Dikabarkan dari sumber terpercaya Bataminfo.co.id, hal ini dikaitkan dengan tertangkapnya mantan kepala Bea Cukai Batam, Rizal dan Sisprian Mantan Kabid P2 BC Batam. Langkah ini diambil menyusul terbongkarnya praktik “jalur hijau” ilegal yang melibatkan PT Blueray (PT BR) dan sejumlah oknum pejabat Direktorat Jenderal Bea dan Cukai (DJBC) yang juga pernah menjabat di Kota Batam.
Penyidik KPK dikabarkan tengah menjadwalkan pemeriksaan terhadap sejumlah pengusaha importir di Batam sewaktu Rizal Fadillah dan Sisprian Subiaksono menjabat Kepala Kantor Bea Cukai Batam dan Kabid P2 Bea Cukai Batam.
Batam, sebagai zona perdagangan bebas, disinyalir menjadi titik krusial dalam rantai pasok barang-barang yang berhasil “dikondisikan” agar lolos dari pemeriksaan fisik.
Plt.

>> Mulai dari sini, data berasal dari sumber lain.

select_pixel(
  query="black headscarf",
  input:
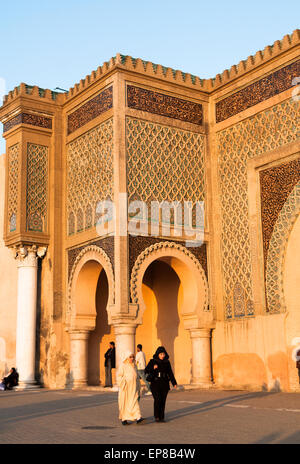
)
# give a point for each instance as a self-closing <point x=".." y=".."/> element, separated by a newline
<point x="160" y="349"/>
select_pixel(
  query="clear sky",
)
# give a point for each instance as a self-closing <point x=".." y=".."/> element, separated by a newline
<point x="57" y="43"/>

Deputi Penindakan dan Eksekusi KPK, Asep Guntur Rahayu, mengisyaratkan bahwa penetapan tersangka dari pihak internal PT Blueray hanyalah pintu masuk. KPK kini tengah menelusuri jaringan importir yang memanfaatkan jasa PT Blueray untuk memasukkan barang palsu (KW) dan barang ilegal lainnya melalui manipulasi sistem.
Kasus ini bermula dari manipulasi parameter mesin targeting di Bea Cukai. Oknum berinisial FLR diperintahkan oleh Orlando Hamonangan untuk menyusun rule set pada angka 70 persen, yang memungkinkan barang PT Blueray masuk kategori Jalur Hijau tanpa pemeriksaan fisik.
Data manipulatif ini dikirim ke Direktorat Informasi Kepabeanan & Cukai (IKC), sehingga ribuan item barang ilegal milik PT Blueray bisa melenggang bebas ke pasar domestik sejak Oktober 2025.
KPK menemukan adanya “uang jatah” bulanan yang disetorkan pihak swasta kepada pejabat Bea Cukai sepanjang Desember 2025 hingga Februari 2026. Sejauh ini, 6 orang telah ditetapkan sebagai tersangka:
Unsur Bea Cukai:
Rizal – Mantan Direktur Penindakan dan Penyidikan (P2) DJBC.
Sisprian Subiaksono – Kasubdit Intel P2 DJBC.
Orlando Hamonangan – Kasi Intel DJBC.
Pihak Swasta (PT Blueray): 4. John Field – Pemilik PT Blueray. 5. Andri – Tim Dokumen Importasi. 6. Dedy Kurniawan – Manajer Operasional.
Dengan kabar rencana kedatangan tim KPK ke Batam, publik dan Masyarakat Batam kini menanti siapa saja aktor importir lokal di Batam yang akan ikut terseret dalam pusaran skandal besar yang merugikan keuangan negara ini, apalagi dalam kasus tersebut melibatkan pejabat Bea Cukai yang pernah menjabat di Kota Batam.